Column

Valuing Legal Information

The problem with trying to value legal information is that we mostly just talk about its price instead of its value. The value of anything is subjective, and correct legal information at the perfect time is worth a great deal, general legal information that isn’t needed at a particular moment is worth much less. This is important because the people who make decisions about how to fund legal information are often not the people who use it regularly and are generally not faced with urgent legal matters at the moment of making decisions about how much to pay for it.

Things are valued based on different attributes, and before I proceed I would like to invite you to consider “The Elements of Value Pyramid” from the Harvard Business Review below:

Eric Almquist, John Senior, & Nicolas Bloch. “The Elements of Value” (2016) Harvard Business Review. <https://hbr.org/2016/09/the-elements-of-value>

As you can see, the pyramid is based on Maslow’s Hierarchy of Needs. With functional attributes of products, corresponding to the physiological needs at the bottom of Maslow’s pyramid, and social impact, corresponding to self-actualization at the top. It may seem disingenuous to link sales to concepts like self-transcendence, but products can make your life better — think of a pair of good stout shoes that will let you walk in comfort, or of the life changes a man may experience when he gets a fine new coat. It may even be possible for a product to provide hope or a sense of belonging (though in my experience products that promise those things are almost always disappointing). That said, things that do provide more value to the people who use them than those that don’t.

The problem with how we value legal information is shown by the way we talk about it. We tend to focus on the bottom tier of the value pyramid: how much it costs, its quality, that it saves time, or reduces effort. These values are the primary parameters that information professionals are trained to use to value information products and its generally how funders evaluate them too. They are rational and measurable.

Imagine instead a research tool that confers confidence in having the right answer, and what that is worth.

There is little wonder that the designers, marketers, and sales people who develop legal information products want to communicate directly with legal practitioners who are the targeted consumers rather than going through the centralized evaluation and comparison based on those same criteria that library managers carry out.

Having been in the position of evaluating these tools, I can tell you that much of the time the new products being sold have little or no content the library doesn’t already provide access to, and that cancelling the products that are being acquired already will inconvenience others. There is often no dispassionate reason to purchase these additional tools, yet people want them.
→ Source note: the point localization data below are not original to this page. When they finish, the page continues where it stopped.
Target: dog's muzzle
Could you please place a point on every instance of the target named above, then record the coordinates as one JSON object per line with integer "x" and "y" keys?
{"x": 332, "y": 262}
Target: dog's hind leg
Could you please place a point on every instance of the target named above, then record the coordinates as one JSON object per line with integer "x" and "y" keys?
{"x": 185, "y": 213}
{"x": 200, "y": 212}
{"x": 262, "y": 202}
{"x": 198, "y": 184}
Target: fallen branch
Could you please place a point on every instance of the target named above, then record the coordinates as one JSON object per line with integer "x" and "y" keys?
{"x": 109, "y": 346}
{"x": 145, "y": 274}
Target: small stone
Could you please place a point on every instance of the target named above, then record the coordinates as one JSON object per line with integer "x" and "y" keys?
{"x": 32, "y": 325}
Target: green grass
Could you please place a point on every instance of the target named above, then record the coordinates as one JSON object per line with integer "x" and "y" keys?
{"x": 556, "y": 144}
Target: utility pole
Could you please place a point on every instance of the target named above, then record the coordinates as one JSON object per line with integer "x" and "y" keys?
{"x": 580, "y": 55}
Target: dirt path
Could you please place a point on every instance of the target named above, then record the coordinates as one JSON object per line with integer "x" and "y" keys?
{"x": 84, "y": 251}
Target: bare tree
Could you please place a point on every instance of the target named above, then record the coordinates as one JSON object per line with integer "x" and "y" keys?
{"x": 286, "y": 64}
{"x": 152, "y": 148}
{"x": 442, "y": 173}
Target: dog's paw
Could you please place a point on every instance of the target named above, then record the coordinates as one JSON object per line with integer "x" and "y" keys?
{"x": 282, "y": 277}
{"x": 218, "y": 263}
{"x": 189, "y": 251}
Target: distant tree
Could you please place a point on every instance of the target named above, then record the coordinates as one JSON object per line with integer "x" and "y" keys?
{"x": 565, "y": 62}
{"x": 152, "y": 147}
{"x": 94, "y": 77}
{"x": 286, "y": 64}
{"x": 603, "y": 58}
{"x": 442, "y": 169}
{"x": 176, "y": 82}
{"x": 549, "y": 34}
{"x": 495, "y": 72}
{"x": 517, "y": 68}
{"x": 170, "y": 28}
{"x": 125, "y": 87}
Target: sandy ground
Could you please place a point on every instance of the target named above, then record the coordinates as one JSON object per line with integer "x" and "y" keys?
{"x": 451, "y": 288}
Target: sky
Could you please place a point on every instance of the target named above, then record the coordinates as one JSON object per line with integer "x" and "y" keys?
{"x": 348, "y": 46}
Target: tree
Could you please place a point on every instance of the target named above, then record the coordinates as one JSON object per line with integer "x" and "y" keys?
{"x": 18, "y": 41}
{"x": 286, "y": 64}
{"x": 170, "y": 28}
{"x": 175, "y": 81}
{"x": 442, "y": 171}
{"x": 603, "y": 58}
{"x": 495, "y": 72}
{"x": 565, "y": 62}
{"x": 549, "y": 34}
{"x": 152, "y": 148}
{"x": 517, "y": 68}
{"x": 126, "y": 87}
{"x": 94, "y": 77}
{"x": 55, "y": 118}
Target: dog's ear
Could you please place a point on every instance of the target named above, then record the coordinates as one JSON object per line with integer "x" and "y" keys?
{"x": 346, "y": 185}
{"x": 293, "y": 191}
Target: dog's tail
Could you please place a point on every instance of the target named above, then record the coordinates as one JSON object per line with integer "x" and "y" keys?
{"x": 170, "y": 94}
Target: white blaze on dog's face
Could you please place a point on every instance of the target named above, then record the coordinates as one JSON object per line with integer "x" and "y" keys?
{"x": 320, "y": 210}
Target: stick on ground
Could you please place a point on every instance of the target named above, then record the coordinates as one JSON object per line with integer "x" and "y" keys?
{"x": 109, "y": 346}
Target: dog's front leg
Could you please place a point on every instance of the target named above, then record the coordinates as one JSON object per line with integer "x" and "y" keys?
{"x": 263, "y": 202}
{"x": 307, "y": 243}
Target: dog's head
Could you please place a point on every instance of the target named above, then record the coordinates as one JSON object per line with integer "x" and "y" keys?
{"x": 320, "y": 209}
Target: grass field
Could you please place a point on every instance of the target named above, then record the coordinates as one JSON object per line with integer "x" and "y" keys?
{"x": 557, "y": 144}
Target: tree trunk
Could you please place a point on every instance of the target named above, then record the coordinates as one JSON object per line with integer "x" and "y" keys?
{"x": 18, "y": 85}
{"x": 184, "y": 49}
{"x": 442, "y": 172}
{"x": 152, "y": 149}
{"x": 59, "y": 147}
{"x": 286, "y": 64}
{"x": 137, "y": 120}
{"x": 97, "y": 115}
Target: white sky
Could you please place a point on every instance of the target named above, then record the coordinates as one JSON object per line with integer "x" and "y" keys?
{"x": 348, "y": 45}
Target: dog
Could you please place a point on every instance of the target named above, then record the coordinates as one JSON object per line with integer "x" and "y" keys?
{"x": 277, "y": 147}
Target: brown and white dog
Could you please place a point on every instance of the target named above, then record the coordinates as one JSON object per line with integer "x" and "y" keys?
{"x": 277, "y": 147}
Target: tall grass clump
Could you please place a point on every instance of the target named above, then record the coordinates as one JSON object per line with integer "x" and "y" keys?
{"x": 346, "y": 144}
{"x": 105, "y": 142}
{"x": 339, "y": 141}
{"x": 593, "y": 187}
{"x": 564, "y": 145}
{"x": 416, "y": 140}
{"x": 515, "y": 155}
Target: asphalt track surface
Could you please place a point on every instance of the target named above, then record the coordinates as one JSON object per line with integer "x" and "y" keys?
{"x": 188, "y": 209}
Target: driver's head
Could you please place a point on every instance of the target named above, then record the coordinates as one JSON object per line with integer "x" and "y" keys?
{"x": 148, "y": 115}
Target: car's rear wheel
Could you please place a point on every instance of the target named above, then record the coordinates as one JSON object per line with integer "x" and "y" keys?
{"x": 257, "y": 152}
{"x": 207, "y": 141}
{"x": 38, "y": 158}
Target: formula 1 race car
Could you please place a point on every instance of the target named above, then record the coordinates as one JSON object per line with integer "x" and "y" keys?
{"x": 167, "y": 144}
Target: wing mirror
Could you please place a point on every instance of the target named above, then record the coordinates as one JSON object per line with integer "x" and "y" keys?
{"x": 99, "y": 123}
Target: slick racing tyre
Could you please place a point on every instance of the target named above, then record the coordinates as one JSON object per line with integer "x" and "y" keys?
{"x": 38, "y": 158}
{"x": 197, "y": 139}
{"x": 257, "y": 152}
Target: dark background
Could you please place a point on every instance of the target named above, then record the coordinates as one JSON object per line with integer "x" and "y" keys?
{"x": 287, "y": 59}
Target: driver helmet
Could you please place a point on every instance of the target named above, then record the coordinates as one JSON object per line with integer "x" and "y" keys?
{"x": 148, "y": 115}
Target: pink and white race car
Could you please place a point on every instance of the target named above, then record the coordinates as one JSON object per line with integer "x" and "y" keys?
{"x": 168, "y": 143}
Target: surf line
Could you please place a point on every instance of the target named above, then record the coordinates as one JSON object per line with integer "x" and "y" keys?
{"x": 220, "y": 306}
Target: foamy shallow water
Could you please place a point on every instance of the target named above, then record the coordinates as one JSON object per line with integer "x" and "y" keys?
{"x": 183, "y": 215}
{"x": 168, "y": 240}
For producers of legal information, be they publishers, authors, or libraries, moving up the pyramid would facilitate the creation of more compelling products that focus more on attributes like design, reducing anxiety, and potentially even belonging, but without the end users getting to choose what tools they use these things are not valued in the way they could be. One of CanLII’s great advantages as a legal research tool is that because there is no payment for use there are no gatekeepers for it. Researchers can use it whenever they want to and do.

For many tools, there are multiple steps of selling that must happen before they are integrated into people’s work. In big firms new products must be sold internally at the publisher to be developed. Then their value must be explained to the sales people who must sell them in turn to decision makers at libraries, and finally the librarians have to sell them to people at the firm — repeatedly as new people join.

Commercial legal information products have to be “marketed” by many different people beyond the people who have anything related to “sales” and “marketing” in their job descriptions. It takes effort to change the way people work, especially when they have habits of long standing and the change may not affect the core of what they do. Lawyers don’t go around citing old versions of laws because they don’t feel like changing. Many do however resist pressure to make them look up information differently, when their current methods work fine, and I’m inclined to sympathize. This means that anyone who wants to change the way lawyers use information has some convincing to do.

Libraries too are valued in different ways by different people. The problem for libraries can be when people ascribe emotional values to libraries that revolve around preserving the past or theoretical knowledge without integrating them into their behaviour in ways that deliver value now.

Comments

  1. Interesting to see more detailed visualization of the value hierarchy and how it may apply to information.
    How do we value “truth”, information as the single source of “truth” or evidence as the starting point.

    If we place higher value on the “method” of obtaining the evidence or “truth”, then for difficult truth /evidence/information-seeking strategies, we might be eliminating information that may be useful. Lack of time regardless of cost and expertise, might be the most compelling reason.